Caleb Cheung, science program manager for the Oakland Unified School District and vice chair of the CTC, agrees.
“There needs to be a balance between how to get teachers into the classroom as soon as possible with making sure they are well qualified,” Cheung says. “I don’t think anybody would agree that we want just anybody off the street to become a teacher just because they want to. The question we always ask each other as commission members is, ‘Is this good enough for your child? What standards would you want for your child?’”
Final thoughts
We need to make the teaching profession generally more appealing to job seekers,” Gaston says. “The economy is a ‘good news-bad news’ scenario. When it booms, we see people come into teaching. When the economy is at risk, we see them going toward business and industry.
“Other things that matter a lot in keeping teachers include offering attractive wage and benefit packages and prospective candidates hearing that schools have effective leaders,” she continues. “Over 40 percent of teachers who leave the profession say it’s because of the school’s principal. They don’t feel supported. Over 50 percent of leavers cite poor administrative support from the district for leaving. Leadership is incredibly important.
“Regarding teacher turnover, California is just putting into place teacher data systems that would track the work force,” Gaston says. “It’s really shocking that with a work force of over 300,000 people, we can’t answer a simple question like, ‘Well, where did they go?’ The new CALTIDES [California Longitudinal Teacher Integrated Data Education system] law will provide a unique anonymous identifier for every credential holder in California. If they leave one district and go to another, or leave teaching, we’ll know. Right now, we don’t know who is coming and going.
“We hear anecdotally that teachers move out of low-wealth communities to higher-wealth communities, but we don’t have any information to back that up,” Gaston continues. “So, stay tuned! But now CALTIDES will not come online until 2010—instead of 2009—because of budget problems.”
Elk Grove USD’s Cox offers some suggestions for addressing staffing challenges:
- Distance learning and advances in technology should be promoted and funded—particularly for rural areas that have an even harder time recruiting high-quality math and science teachers.
- More effort needs to be made through research to explore alternative methods of differentiating learning styles, interests and abilities of teacher candidates. The CTC could develop methods to identify and motivate college undergraduates and high school students who might not be considering teaching. It could also offer incentives in the form of signing bonuses and professional development opportunities to those already involved in math and science careers.

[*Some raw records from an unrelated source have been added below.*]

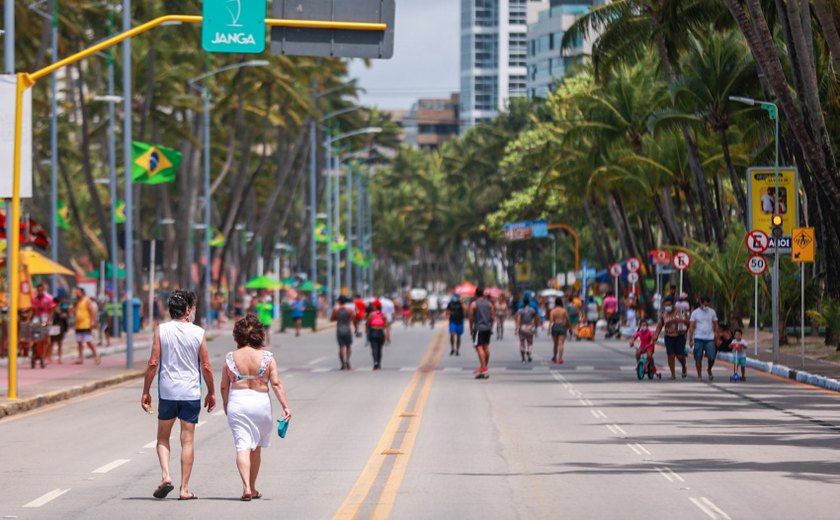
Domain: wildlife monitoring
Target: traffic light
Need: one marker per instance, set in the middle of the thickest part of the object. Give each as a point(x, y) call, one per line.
point(777, 226)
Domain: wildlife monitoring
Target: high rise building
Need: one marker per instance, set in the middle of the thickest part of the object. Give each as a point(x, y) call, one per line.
point(545, 61)
point(493, 56)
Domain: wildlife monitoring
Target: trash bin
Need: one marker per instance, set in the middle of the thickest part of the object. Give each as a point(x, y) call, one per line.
point(309, 320)
point(135, 315)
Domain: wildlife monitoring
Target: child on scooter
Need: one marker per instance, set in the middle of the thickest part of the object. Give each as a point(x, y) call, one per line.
point(646, 345)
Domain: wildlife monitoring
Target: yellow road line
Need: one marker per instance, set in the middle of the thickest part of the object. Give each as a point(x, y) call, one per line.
point(349, 509)
point(392, 485)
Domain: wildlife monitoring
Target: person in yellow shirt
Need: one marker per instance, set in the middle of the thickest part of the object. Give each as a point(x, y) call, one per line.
point(85, 323)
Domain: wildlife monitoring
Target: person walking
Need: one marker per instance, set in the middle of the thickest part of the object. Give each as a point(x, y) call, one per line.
point(702, 335)
point(85, 312)
point(248, 374)
point(481, 328)
point(527, 322)
point(345, 322)
point(298, 306)
point(179, 358)
point(559, 325)
point(377, 332)
point(501, 316)
point(670, 321)
point(455, 311)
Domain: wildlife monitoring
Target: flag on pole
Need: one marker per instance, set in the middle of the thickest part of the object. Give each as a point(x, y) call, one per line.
point(152, 164)
point(357, 257)
point(217, 239)
point(338, 243)
point(62, 216)
point(322, 234)
point(119, 212)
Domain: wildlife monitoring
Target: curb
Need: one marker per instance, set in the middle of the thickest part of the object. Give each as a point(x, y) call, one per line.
point(786, 372)
point(31, 403)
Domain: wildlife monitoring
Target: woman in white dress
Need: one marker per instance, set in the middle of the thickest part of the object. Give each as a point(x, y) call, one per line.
point(246, 377)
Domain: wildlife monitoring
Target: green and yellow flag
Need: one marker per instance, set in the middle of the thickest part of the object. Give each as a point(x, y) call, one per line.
point(62, 216)
point(119, 212)
point(357, 257)
point(322, 234)
point(217, 239)
point(337, 242)
point(153, 164)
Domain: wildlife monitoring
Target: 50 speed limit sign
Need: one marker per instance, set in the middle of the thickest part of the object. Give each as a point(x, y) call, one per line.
point(756, 265)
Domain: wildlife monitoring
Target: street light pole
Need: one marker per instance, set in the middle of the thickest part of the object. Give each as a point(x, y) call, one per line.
point(773, 112)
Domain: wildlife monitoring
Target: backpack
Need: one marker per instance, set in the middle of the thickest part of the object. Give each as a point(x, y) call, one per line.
point(377, 320)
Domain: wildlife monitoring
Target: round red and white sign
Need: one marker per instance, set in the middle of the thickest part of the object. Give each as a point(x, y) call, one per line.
point(756, 265)
point(757, 241)
point(681, 261)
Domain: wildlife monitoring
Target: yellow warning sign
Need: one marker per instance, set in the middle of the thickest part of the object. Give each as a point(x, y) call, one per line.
point(803, 245)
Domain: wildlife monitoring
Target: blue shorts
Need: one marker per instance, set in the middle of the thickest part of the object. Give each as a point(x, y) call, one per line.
point(707, 346)
point(184, 410)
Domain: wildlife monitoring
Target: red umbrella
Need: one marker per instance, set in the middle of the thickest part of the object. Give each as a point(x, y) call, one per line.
point(30, 232)
point(466, 289)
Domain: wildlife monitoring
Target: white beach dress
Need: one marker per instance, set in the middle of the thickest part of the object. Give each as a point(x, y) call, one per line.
point(249, 411)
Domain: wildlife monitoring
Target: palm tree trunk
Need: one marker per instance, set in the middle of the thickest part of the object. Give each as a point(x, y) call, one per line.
point(734, 179)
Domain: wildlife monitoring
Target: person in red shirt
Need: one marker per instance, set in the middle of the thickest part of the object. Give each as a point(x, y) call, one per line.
point(361, 312)
point(646, 345)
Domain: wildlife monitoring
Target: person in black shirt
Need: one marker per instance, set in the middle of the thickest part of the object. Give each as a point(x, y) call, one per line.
point(456, 311)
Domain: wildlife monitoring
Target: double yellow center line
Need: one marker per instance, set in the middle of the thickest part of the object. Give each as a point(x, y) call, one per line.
point(403, 421)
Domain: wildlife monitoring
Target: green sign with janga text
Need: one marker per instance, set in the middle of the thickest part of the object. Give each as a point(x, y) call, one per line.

The process of recruiting the math and science teachers needed to maintain the nation’s current but eroding technological edge will be filled with challenges. Many—although not all—of them stem from the chronic underfunding of education. Other difficulties include unwieldy bureaucratic issues that arise from a variety of governmental mandates and a culture that largely undervalues teaching as a profession and rewards it—both financially and sociologically—correspondingly. Nothing less than a comprehensive, well-structured and thoughtful reinvention of the process is likely to produce significant change.
“If we really think education has a huge problem with teacher shortages, and we believe we are falling behind the rest of the world in math and science, then we need to make this issue a national priority,” says CSTA’s Bertrand.
“But so far, I haven’t seen that kind of push to raise awareness.”